當無盡的熾熱之力,緩慢侵襲全身時,左胸突有風雪起,右胸突有海浪起。狂風卷雪,海浪滔天,迅速壓制熾熱之力的同時,亦將異種靈氣徐徐捲入其中。

這個過程,異常緩慢。彷彿,風雪與海浪,一點點消化吸收異種靈氣。

獨孤鶴軒雖然動彈不得,正承受着煉獄之苦,但神智仍然清醒。心道:左胸中的雪球,右胸中的海浪,已經有好久沒有任何反應了。心口的那團火苗,反而是藉助強大的靈力,時不時有一些反應。一直以來,自己便將此二物視為修為無法突破的根本原因。可是,到了異域,承受了異種靈氣,即所謂的“玄氣”後,此二物竟然被重新激活,且能煉化吸納“玄氣”?

是喜,還是憂,一時說不清楚。總之,將源源不斷的“玄氣”吸納煉化後,雪球與海浪有一種凝實之感。與此同時,這種凝實之感反哺宿主肉身,錘鍊筋骨,強健經脈,伐神洗髓。

大約半個時辰後,終於結束了!

麻痹感消失,撕心裂肺的疼痛亦消失,全身有種奇妙的舒服感。獨孤鶴軒撥出仙劍,定睛望去,只見眼前塌卧着一頭怪獸,狀如鴻蒙界中的妖獸蜥蜴,但是獨眼、獨腳。身形比先前的青蛙要大出三四倍。

獨孤鶴軒不怕毒,故而用手按了按怪獸的外殼,柔軟無比。無疑,這與鴻蒙界中的妖獸又有極大的差異。像鴻蒙界中類似的妖獸,一是道行高深、戰力異常強悍,二是經年累月的修行下,其堅硬如鐵石的外殼本身成了防護利器,尋常刀劍難傷分毫。

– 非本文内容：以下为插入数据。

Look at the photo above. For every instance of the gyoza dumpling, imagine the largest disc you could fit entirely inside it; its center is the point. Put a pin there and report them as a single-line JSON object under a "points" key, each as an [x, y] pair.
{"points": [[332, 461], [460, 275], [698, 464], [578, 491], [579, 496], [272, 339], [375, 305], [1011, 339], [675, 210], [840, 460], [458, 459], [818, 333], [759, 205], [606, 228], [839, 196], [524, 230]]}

要想在短時間內搞清楚這些,顯然不太可能。獨孤鶴軒只好收起怪獸,砍伐了一些樹木,立刻返回。

見深等人見獨孤鶴軒回來,緊張的氣氛頓有緩減。

有事發生?獨孤鶴軒問了句,很快拿出妖獸與樹木,熟練的開剝起妖獸,只聽修證道:剛才,谷中好大的動靜,我們怕你有危險。

同濟肥的溜圓,一雙小眼睛只在妖獸身上打轉,獨孤鶴軒笑道:師弟,你也發現了?其實,我也納悶,怎麼這個異域的妖獸,沒有堅硬的外殼!

建賢用木枝戳了戳怪獸的外殼,吐着舌頭說道:師兄,這是什麼東西?怎麼會這麼奇怪?能吃么?

對於精通毒道的我來說,這種怪獸肉,可是大補之物。若是炖湯,更好。然而,眼下,我們只能吃燒烤了。獨孤鶴軒邊開剝,邊將一些肥美的獸肉給了宗狼,吩咐道:師弟,快生火!

怎麼說你們好呢?竇次友陸續取出一些盆盆罐罐,還有一個精巧的火爐,努嘴道:出門在外,連最起碼的吃喝用具都不帶,真是沒有少爺的命,得了少爺的病。

喂!把你的雲水貢獻出來唄!竇次友嘴上說,手直接去拿如意袋,打開一看,呀的一聲怪叫,奇怪的看着獨孤鶴軒,道:你是不是有病?還是腦子短路,不好使了?出這個遠門,只帶着這點東西?

吃虧?獨孤鶴軒回道:要是我剛才死在谷里,或是先前死在城門外,你覺得我還有病?肥水不流外人田,我的那點資本,多多少少還是有些用處!不過呢,我現在也覺得,好像是帶的有點少了!

竇次友撇嘴無語,生火燒水下佐料。不一會,肉尚未下鍋,湯的香味已經出來了。罵道:他娘的,進階後的雲水玉凈瓶,當真是至寶啊。說時,默默地將玉凈瓶往自己的腰間掛。